Wednesday, December 15, 2010

The New Road to Serfdom, Book Review

OK, I hope readers don't mind anther book review
The New Road to Serfdom, A Letter of Warning to America by Daniel Hannan, 187pp plus index, Harper (imprint of HarperCollins), 2010

Daniel Hannan, a member of the European Parliament, writes this book to warn the United States not to follow the route Europe has taken. In it he contrasts the historical freedoms in the U.S. with the European situation. He regards the U.S. as the best hope for the world, not only as an example but as the only country likely to stand between freedom and the undemocratic destination toward which Europe wants to lead the world. The real power in the EU is not the elected representatives but appointed bodies essentially accountable to nobody. In fact the British have coined the word “quangos” for those Quasi-Autonomous Non-Government Organizations. These are what Hayek warned about over 60 years ago in the book from which this one takes its name.

The ruling body of the European Union is officially something that can be called a quango. A group of appointed officials is the only body allowed to initiate legislation. Europeans have no way to vote those people out. In addition, European judges often believe that they have power to do what they think right, regardless of the law and international borders. They have issued writs against Ariel Sharon, Donald Rumsfeld and others on the political right (but not of course against Fidel Castro, Yasser Arafat, or Robert Mugabe).

Mr. Hannan describes how the U.S. has historically been different in demanding government by representatives of the people while Europe has moved toward rule by quangos and judges, neither of which is constrained by any representative law-makers. In fact while then first words of the U.S. Constitution are “We the people.” The EU Constitution begins, “His Majesty the King of the Belgians...”

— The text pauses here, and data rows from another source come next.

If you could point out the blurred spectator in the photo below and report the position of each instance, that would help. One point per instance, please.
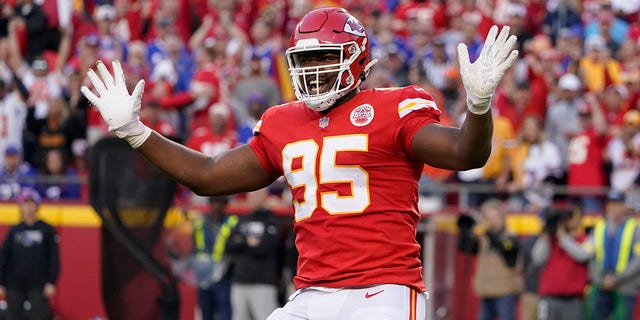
(264, 45)
(15, 174)
(212, 140)
(436, 62)
(535, 165)
(611, 28)
(137, 60)
(454, 99)
(212, 263)
(623, 153)
(529, 298)
(494, 175)
(614, 101)
(42, 85)
(562, 121)
(13, 112)
(520, 99)
(29, 262)
(394, 60)
(569, 50)
(255, 105)
(563, 17)
(204, 91)
(586, 175)
(172, 63)
(112, 46)
(55, 131)
(129, 19)
(151, 115)
(58, 180)
(516, 17)
(497, 280)
(255, 83)
(598, 68)
(253, 246)
(428, 14)
(614, 272)
(217, 136)
(559, 250)
(32, 26)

Indeed the EU document was to be approved by voters but when the first two countries (France and the Netherlands) voted they defeated it soundly. After that a team of lawyers went through the document line by line and without changing the meaning made it deliberately unreadable. Then the national governments announced that their previous promise of a referendum no longer applied. Government officials approved the union in flagrant disregard of the wishes of the people.

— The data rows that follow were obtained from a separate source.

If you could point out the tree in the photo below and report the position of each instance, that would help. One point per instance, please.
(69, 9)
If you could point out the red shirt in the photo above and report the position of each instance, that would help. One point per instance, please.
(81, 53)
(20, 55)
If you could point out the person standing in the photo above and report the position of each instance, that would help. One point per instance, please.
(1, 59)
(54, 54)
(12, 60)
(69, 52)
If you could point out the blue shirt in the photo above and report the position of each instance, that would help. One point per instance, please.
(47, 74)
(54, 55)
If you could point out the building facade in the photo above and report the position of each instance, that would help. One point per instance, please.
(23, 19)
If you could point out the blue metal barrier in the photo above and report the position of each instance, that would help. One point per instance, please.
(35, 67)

On a related subject, while the U.S. at least pays lip service to the idea of power dispersed to local and state governments, the EU deliberately takes the opposite track, concentrating power in Brussels. This is combined with constitutional mandates for many aspects of daily life. People are supposed to have a right to a job, to respect, vacation, food, medical care etc. However as in the old Soviet Union those rights exist on paper more than in reality. The author describes many conversations he has had with EU officials in which he points out a problem only to be told in effect, “that isn't a problem, we've listed it as one of our priorities.” Sadly the remedy seems to stop with the paper claim that the problem should be solved.

Mr. Hannan describes why it is a bad idea to copy Europe in economics, health care, welfare, society in general, and immigration and why we should not abandon federalism. He makes a good case for a return to the constitutional principles that the U.S. seems to be moving away from.

The one weakness in this book is the lack of references. While much of the material comes from the author's personal observations, there is much that should have been documented. However in spite of that weakness it is an important book, one deserving of wide attention. As Barack Obama and others try to move us toward a European model we really should look at where we are going if we follow that route.

1 comment:

OregonGuy said...

Thanks for the review, and Merry Christmas! Just started Sarah's new book, then I'm reading "Plagues." Looks like I'll be adding this to the list.